Even Luna seemed a bit apprehensive as Twilight quickly glanced at her, the towering alicorn's composure ever so slightly straining underneath the immense pressure of the eyes watching her every move from every angle. She watched as a sweat drop rolled down the navy blue pony's neck and fell on to the dew-covered grass. "Let's get this over with," Luna quickly muttered as she began to move towards the massive compound. Twilight followed right behind her, unsure if the nervous tic she heard in Luna's voice was real or imagined. The small ambassadorial party slowly walked towards one of the openings in the camp's walls, its sides flanked by the same light brown walls and silver wire as well as two more of the emplacements on each side.

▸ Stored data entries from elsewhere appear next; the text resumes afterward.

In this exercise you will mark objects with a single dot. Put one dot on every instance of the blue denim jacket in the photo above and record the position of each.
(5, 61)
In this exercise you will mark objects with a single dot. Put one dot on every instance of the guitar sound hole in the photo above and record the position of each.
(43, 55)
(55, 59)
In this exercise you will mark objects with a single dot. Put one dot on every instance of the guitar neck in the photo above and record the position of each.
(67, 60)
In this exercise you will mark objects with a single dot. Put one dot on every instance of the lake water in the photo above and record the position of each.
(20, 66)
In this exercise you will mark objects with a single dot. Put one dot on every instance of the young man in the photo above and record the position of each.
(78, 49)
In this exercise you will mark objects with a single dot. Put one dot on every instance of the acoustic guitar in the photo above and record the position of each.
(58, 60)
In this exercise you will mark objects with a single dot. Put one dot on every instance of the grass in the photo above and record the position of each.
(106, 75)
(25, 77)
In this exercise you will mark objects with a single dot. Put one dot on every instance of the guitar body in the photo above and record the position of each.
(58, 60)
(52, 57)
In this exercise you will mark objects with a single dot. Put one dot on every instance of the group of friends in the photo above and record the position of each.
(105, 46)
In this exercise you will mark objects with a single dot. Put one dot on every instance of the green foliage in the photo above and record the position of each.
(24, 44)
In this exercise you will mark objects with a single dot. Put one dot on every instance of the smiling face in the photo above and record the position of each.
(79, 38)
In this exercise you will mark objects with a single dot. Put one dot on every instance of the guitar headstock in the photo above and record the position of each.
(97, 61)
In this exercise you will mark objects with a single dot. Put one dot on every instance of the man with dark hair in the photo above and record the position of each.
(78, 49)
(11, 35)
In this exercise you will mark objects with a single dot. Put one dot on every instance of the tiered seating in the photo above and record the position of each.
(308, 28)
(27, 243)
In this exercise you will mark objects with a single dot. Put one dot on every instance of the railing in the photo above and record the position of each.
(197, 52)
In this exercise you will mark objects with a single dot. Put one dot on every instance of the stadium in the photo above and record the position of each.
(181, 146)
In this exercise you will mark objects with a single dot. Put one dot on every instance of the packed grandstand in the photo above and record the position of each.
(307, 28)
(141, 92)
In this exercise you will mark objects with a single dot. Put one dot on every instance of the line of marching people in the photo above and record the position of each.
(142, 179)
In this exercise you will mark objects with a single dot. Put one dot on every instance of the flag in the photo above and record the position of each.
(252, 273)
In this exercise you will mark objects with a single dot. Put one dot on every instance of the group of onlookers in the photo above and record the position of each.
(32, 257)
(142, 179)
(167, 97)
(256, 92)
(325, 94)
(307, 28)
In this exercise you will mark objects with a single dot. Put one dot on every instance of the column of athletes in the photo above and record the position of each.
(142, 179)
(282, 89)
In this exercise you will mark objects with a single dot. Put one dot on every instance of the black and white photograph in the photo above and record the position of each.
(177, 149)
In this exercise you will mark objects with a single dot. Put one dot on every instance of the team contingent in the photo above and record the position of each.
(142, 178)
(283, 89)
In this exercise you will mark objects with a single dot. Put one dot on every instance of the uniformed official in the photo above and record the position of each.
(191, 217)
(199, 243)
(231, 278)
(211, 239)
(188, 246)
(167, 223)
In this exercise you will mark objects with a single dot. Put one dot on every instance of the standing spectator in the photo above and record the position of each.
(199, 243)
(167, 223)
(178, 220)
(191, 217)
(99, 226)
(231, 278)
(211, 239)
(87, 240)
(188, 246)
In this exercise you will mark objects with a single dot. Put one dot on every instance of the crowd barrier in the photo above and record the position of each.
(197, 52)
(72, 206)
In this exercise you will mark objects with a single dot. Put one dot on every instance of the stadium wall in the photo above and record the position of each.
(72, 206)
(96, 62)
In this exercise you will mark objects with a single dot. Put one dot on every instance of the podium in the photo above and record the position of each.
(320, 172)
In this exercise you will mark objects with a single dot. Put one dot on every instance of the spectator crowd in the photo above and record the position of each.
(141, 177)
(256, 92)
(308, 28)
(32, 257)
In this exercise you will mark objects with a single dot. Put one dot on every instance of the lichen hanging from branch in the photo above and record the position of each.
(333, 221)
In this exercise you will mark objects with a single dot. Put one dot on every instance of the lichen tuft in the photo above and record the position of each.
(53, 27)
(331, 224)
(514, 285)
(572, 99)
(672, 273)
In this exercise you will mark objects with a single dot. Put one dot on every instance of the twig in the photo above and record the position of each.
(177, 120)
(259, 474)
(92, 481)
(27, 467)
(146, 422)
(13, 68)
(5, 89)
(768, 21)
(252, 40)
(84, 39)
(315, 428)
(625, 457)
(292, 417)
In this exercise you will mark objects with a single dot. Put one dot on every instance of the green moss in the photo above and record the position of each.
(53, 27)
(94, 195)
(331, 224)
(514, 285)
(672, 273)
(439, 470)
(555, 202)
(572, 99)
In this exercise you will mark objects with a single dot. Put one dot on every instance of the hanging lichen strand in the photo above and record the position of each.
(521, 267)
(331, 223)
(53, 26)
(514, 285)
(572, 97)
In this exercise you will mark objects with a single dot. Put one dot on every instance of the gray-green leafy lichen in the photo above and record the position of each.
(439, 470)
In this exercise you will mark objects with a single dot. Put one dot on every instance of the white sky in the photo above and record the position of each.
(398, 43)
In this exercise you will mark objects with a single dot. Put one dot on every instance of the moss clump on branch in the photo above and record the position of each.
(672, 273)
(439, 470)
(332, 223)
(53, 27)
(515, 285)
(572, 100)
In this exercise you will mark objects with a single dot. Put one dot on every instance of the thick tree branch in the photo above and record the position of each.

It didn't take long for them to reach the halfway point, the ground they stood on devoid of any grass or greenery. The aliens had apparently cleared it all away, either on purpose or through sheer traffic, and Twilight felt a sense of unease as the muddy topsoil shifted and sunk beneath her hooves. "What now?" she asked as she looked up towards Luna.

"We wait," the Princess replied. She held herself in the most dignified posture she could manage, and Twilight quickly followed suit as the guardsponies behind her stood in parade rest. A cool breeze slowly blew across the field, tossing their manes around their heads as they waited for their reception party to appear. Some of the aliens muttered to each other, with a few occasionally talking into little black boxes they carried on their torso or waist. A pair of the creatures in black clothing eventually walked in front of the entrance and set down a large crate, then stood by its sides and waited for the rest of its group to arrive. Twilight watched as more of the black-clad aliens slowly poured out of the entrance, their numbers totaling half a dozen.

Nothing seemed to happen for the next few minutes as Twilight waited for the aliens to advance. "What are they doing?" she asked as she turned towards Luna.

"Preparing their greeting party for us. I don't understand why-..."

"...Luna?"

"Ah."

Luna's face suddenly grimaced at something outside of Twilight's vision. The lavender pony turned her head towards the entrance of the base - and felt her heart suddenly kick into overdrive as she watched a trio of very, very familiar beings round the corner. The female was talking to the black-maned one, both aliens smiling at the dialogue while the yellow-maned one stared at the ponies with a look of fear in his eyes. It seemed to be especially focused on Luna, who stared back at it in equal discomfort.

...This is going to be awkward, Twilight thought to herself as her three friends caught up to the seven other aliens and spoke to them in faintly familiar words and phrases. After a brief conversation between one of the black-clothed aliens, the ten aliens advanced towards Luna and Twilight, who couldn't help but wonder just how earth-shaking the steps they were taking would be.